Vec3f n = (v1Cam - v0Cam).crossProduct(v2Cam - v0Cam); n.normalize(); Vec3f viewDirection = -pt; viewDirection.normalize(); // Facing ratio float nDotView = std::max(0.f, n.dotProduct(viewDirection));
This technique requires computing the coordinates of P, the point on the triangle overlapped by the pixel, like any other vertex attribute. We take the vertices in camera space, divide them by their z-coordinate, interpolate them with barycentric coordinates, and multiply the result by the sample depth (also coincidentally P's z-coordinate):
// Get triangle vertices in camera space. Vec3f v0Cam, v1Cam, v2Cam; worldToCamera.multVecMatrix(v0, v0Cam); worldToCamera.multVecMatrix(v1, v1Cam); worldToCamera.multVecMatrix(v2, v2Cam); // Divide by the respective z-coordinate as with any other vertex attribute and interpolate using // barycentric coordinates. float px = (v0Cam.x/-v0Cam.z) * w0 + (v1Cam.x/-v1Cam.z) * w1 + (v2Cam.x/-v2Cam.z) * w2; float py = (v0Cam.y/-v0Cam.z) * w0 + (v1Cam.y/-v1Cam.z) * w1 + (v2Cam.y/-v2Cam.z) * w2; // P in camera space Vec3f pt(px * z, py * z, -z);
-
Frame Buffer Output: Finally, the frame buffer's contents are saved in a PPM file, showcasing the rendering results.
As illustrated, rendering isn't mystical. Understanding the rules allows replication of professional application outputs.

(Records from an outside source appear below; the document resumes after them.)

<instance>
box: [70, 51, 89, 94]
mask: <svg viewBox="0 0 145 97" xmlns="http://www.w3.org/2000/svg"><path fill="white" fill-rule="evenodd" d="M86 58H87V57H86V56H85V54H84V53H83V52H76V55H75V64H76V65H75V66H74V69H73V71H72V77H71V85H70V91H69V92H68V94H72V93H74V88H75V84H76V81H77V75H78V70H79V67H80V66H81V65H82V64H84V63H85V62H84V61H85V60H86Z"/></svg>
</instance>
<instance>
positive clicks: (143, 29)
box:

As an additional insight, we exported the world space position of the point on the triangle each image pixel overlaps, displaying all points in a 3D viewer. Unsurprisingly, points appear only on object parts directly visible to the camera, affirming the effectiveness of the depth-buffer technique. The second image provides a close-up of the same point set (right).
Conclusion
Rasterization's main advantages are its simplicity and speed, albeit primarily useful for addressing visibility issues. Remember, rendering involves two steps: visibility and shading. This algorithm offers no shading solutions.
This lesson aims to provide an in-depth introduction to rasterization. If you found this content enlightening and educational, consider supporting our work.
Exercises
-
Implement anti-aliasing by dividing the pixel into 4 sub-pixels, generating a sample in the middle of each, conducting the coverage test for each sample, summing the color of the samples, dividing by 4, and setting the pixel color to the result. An implementation of this technique can be found in the lesson on Texturing.
-
Implement back-face culling by not rendering triangles if the dot product between their normal and the view direction is below a certain threshold. This uses the principle that vectors pointing in opposite directions have a negative dot product. The dot product between two vectors is the cosine of the angle between them. Express the threshold as an angle in degrees.
-
Output the content of the z-buffer to a PPM file, remapping depth buffer values to the range [0,255].
Reference
-
"A Parallel Algorithm for Polygon Rasterization" by Juan Pineda, Siggraph 1988.
-
"A Subdivision Algorithm for Computer Display of Curved Surfaces" by Edwin Earl Catmull, Thesis 1974.
-
"Fundamentals of Texture Mapping and Image Warping" by Paul S. Heckbert, Thesis 1989.
-
"The A-buffer, an Antialiased Hidden Surface Method", by Loren Carpenter, 1984.